Ce film n'est pas "resté" en moi après sa vision, alors qu'il aurait pu, au vu de son propos.
Comme de coutume, je n'avais presque rien lu avant de le voir.
L'ensemble est latent, tangent, délibérément hésitant, entre drame familial et dissection psycho-politique.
Une histoire d'abandon involontaire, générationnel (la mère décédée, capitulation politique) et de récupération (par l'extrémisme et la violence).
Ce parti-pris de latence a les défauts de ses qualités : une cohérence formelle, de multiples cadres dans le cadre qui divisent un foyer déjà trop petit pour contenir tout ce qui n'y est pas ou plus dit, ou ce qu'on ne peut plus y dire.
L'amour d'un père, ouvrier SNCF engagé désabusé, le clivage et la "trahison" de classe entre les deux frères : l'intello de gauche (quoique) reçu à la Sorbonne, le prolo facho chaudronnier... la limite un peu forcée d'un scénario par trop écrit derrière son réalisme.
Je précise n'avoir pas lu le roman dont il est tiré.
Pas plus qu'il ne m'a semblé mauvais, le film ne m'a pris.
L'interprétation, certes... Stefan Crepon, Benjamin Voisin, rien à dire. Vincent Lindon, primé à Venise, est comme toujours excellent, dense, poignant, notamment dans son jeu sans paroles.

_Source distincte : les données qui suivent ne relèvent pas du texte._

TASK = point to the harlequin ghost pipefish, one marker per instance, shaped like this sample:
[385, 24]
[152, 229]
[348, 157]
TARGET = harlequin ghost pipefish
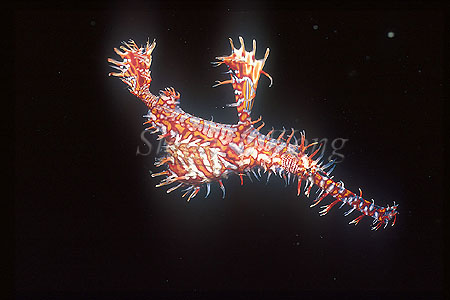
[199, 152]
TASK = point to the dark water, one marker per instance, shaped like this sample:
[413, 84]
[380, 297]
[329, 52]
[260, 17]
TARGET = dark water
[89, 221]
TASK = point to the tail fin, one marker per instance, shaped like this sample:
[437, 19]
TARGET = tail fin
[135, 68]
[381, 215]
[244, 72]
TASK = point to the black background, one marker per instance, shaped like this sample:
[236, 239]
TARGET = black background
[89, 221]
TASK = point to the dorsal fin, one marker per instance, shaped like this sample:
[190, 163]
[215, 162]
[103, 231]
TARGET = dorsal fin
[245, 71]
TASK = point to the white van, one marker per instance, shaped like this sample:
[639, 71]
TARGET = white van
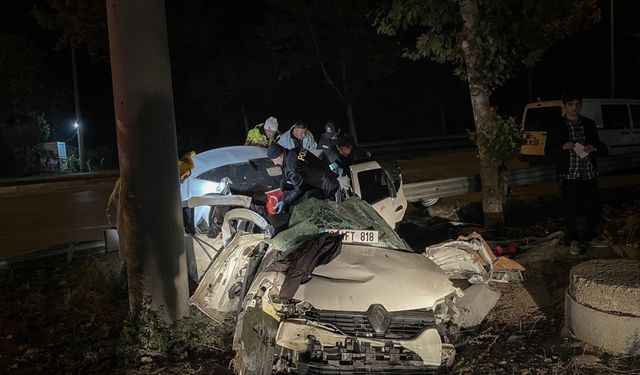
[617, 120]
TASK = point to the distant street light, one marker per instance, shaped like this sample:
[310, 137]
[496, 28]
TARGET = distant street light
[80, 145]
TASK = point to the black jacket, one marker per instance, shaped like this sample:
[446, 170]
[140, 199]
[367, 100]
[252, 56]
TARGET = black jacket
[357, 155]
[305, 171]
[558, 134]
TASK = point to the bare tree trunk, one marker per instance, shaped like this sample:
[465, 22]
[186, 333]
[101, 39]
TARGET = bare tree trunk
[245, 119]
[443, 117]
[342, 94]
[351, 125]
[149, 215]
[530, 82]
[479, 92]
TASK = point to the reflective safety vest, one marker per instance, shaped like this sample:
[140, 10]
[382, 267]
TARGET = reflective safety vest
[257, 135]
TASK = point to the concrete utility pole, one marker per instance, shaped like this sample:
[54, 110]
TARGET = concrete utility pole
[612, 54]
[149, 216]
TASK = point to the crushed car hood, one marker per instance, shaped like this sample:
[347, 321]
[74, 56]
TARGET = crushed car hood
[363, 275]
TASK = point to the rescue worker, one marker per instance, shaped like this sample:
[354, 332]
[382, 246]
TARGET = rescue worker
[263, 135]
[305, 173]
[350, 154]
[298, 136]
[327, 142]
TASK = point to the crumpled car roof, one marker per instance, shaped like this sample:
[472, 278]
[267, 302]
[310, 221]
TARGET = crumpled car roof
[310, 217]
[217, 157]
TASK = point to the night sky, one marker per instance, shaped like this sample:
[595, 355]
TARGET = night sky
[406, 104]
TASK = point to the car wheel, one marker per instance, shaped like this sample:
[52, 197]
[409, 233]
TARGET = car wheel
[255, 354]
[430, 202]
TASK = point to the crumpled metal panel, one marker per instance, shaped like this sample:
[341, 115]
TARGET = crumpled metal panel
[361, 276]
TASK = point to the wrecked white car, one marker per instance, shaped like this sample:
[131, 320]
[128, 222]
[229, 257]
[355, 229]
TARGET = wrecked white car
[246, 170]
[336, 292]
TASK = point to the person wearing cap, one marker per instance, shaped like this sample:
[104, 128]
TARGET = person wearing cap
[298, 136]
[572, 146]
[305, 173]
[327, 142]
[263, 134]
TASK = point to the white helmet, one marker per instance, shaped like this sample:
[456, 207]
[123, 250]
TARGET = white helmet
[271, 124]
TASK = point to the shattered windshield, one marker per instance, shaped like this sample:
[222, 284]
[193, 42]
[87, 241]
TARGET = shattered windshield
[312, 216]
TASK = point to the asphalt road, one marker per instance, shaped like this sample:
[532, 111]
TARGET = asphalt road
[41, 215]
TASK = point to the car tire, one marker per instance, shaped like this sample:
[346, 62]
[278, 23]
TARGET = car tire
[256, 353]
[430, 202]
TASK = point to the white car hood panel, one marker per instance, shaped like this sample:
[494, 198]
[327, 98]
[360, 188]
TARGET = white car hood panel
[361, 276]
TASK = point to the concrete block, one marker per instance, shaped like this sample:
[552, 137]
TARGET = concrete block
[608, 285]
[476, 303]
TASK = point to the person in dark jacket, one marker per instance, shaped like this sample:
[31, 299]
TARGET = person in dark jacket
[327, 142]
[572, 145]
[350, 154]
[305, 173]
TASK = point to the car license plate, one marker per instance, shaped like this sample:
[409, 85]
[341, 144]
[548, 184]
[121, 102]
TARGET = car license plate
[356, 236]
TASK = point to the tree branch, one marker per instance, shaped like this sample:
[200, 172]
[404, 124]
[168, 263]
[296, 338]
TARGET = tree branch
[321, 61]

Il n'en fait jamais trop ni trop peu, au point que la finale scène du procès nous met presque mal à l'aise pour lui.
On croirait entendre "allez Vincent, à toi de jouer, gros plan et monologue, pour ton futur César".
Je mettrais ma main à couper que lui-même n'est pas fan de ce choix, même si le resserrement sur son personnage n'a dramatiquement rien d'aberrant.
Après "The Wolf Man", je viens donc de voir en salles deux films qui ne se veulent pas "agréables", même s'ils n'ont rien en commun... à moins que... à bien y penser... la figure du monstre naissant, de la transformation, le virus de la sauvagerie...
Voilà j'ai tout dit et rien dit.
Ai-je aimé ?
Oui. Et non. C'est ainsi.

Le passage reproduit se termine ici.